To William Lyon Phelps
Hotel Bristol,
Rome. April 16, 1939

Why did Barrett Wendell talk like that? It was not an attempt to be English. He was not an Anglo maniac, as he himself said quite truly. Nobody in England then talked like that. How, then, did he fall into that strange habit? Now, I knew him only slightly, and have to make a hypothesis, but I should explain the matter to myself in this way. Wendell loved New England, but the N.E. before the Revolution. He would have wished to be a Cavalier, all courage and elegance. His speech was a failure as a mark of elegance but it was a success as a proof of courage. Anyhow, it was a profound constant protest against being like other people. He felt he belonged to the London of Beau Brummel; and even in my day there lingered in Boston a faint echo of those days, again not in their elegance but in their mannishness. “Rum and deco-rum!” he exclaimed once in an after-dinner speech: that was all we needed in this world. A horrible pun, but an interesting mixture of recklessness and propriety as an ideal of character. Then, saturated with this pathos of distance, and being warm hearted and affectionate, he was intensely sentimental, yet heroically kept his sentimentality in check, and put up with things as they were. That was his martyrdom. And he married Mrs. Wendell.

. . . I, at the very most, might have said that I was what people would call an atheist or a pessimist. In reality I have never been either.
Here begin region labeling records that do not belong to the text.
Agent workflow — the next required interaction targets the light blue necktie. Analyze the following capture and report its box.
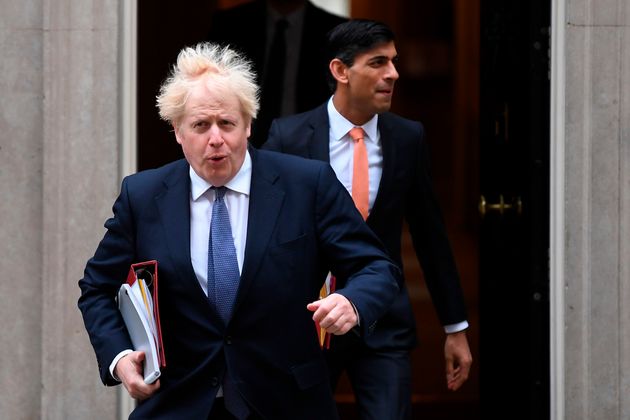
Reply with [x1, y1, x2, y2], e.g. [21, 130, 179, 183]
[208, 187, 240, 324]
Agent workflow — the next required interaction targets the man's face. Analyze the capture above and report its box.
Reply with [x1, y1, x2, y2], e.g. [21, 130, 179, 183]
[174, 81, 251, 187]
[347, 41, 398, 116]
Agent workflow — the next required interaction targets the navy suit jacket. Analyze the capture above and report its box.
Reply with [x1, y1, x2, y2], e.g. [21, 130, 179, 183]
[79, 149, 401, 419]
[262, 103, 466, 350]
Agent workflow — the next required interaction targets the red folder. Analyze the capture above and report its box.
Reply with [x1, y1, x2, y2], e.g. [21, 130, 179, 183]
[315, 273, 336, 349]
[127, 260, 166, 367]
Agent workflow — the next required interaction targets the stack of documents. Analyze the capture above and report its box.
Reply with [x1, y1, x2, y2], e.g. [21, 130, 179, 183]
[118, 260, 166, 384]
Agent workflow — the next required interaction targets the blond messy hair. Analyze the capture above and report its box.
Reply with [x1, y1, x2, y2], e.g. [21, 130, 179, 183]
[157, 42, 260, 125]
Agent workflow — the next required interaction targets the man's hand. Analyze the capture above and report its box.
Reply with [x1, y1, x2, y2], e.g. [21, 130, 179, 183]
[306, 293, 359, 335]
[444, 331, 472, 391]
[114, 351, 160, 401]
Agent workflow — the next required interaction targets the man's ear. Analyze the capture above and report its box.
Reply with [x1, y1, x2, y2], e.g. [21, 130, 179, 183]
[171, 123, 182, 144]
[328, 58, 348, 83]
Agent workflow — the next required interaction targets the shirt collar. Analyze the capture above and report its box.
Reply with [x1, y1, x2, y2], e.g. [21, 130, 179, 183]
[189, 151, 252, 201]
[328, 96, 378, 143]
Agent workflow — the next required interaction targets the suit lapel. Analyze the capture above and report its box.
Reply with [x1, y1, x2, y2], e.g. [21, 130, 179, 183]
[155, 159, 214, 302]
[234, 148, 284, 312]
[367, 113, 396, 222]
[307, 102, 330, 163]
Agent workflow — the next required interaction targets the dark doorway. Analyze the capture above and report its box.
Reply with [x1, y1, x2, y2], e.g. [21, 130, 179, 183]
[137, 0, 550, 420]
[479, 0, 551, 420]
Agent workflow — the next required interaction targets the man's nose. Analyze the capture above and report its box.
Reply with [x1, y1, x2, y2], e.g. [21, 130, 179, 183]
[387, 61, 399, 80]
[208, 124, 223, 147]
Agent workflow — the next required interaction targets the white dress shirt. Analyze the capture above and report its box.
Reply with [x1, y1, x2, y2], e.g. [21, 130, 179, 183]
[109, 152, 252, 380]
[190, 152, 252, 296]
[328, 97, 468, 334]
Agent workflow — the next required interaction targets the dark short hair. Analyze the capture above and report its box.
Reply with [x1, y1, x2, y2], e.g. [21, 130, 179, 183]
[327, 19, 394, 91]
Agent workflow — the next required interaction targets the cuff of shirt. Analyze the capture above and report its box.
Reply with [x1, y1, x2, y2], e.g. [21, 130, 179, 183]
[109, 350, 133, 382]
[444, 321, 468, 334]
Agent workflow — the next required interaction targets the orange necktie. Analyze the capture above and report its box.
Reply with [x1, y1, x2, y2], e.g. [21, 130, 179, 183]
[349, 127, 370, 220]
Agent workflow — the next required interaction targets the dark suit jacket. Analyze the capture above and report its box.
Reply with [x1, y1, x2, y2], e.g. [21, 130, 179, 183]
[79, 149, 401, 419]
[262, 104, 466, 350]
[208, 0, 347, 147]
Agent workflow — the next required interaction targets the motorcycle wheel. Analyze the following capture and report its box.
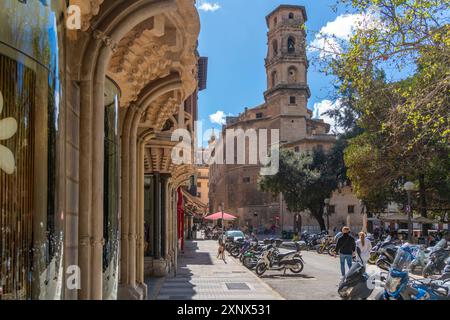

Early Christians were called atheists and Buddhists are called pessimists: that only means that they reject the kind of God or the kind of happiness that the critic is accustomed to conceive. But I believe in the reality of Truth, the denial of which by Nietzsche, James, Dewey and a lot of Evangelicals and Idealists is, according to Lutoslawski, genuine atheism. And I believe in the possibility of happiness, if one cultivates intuition and outlives the grosser passions, including optimism. But this play of dialectic with concepts may seem to you forced. God and happiness seem to you proper names for distinct facts. God either exists or He doesn’t exist. A man is either happy or unhappy. But can you seriously maintain that? The idea of God has infinite shades: even in the Hebrew tradition it is most ambiguous as an idea. It is only as a verbal idol, as a formula in a ritual, that the object is distinct. Would the God of Aristotle be God? Would the God of Royce be God, although avowedly not a power? And how about Brahma, or the God of Spinoza? These things are not so simple, if you stop to think a little.

. . . I heartily agree that old age is, or may be as in my case, far happier than youth. Even physically pleasanter. I was never more entertained and less troubled than I am now.

From The Letters of George Santayana:  Book Six, 1937–1940.  Cambridge, MA: The MIT Press, 2004.
Location of manuscript: The Beinecke Rare Book Manuscript Library, Yale University, New Haven CT.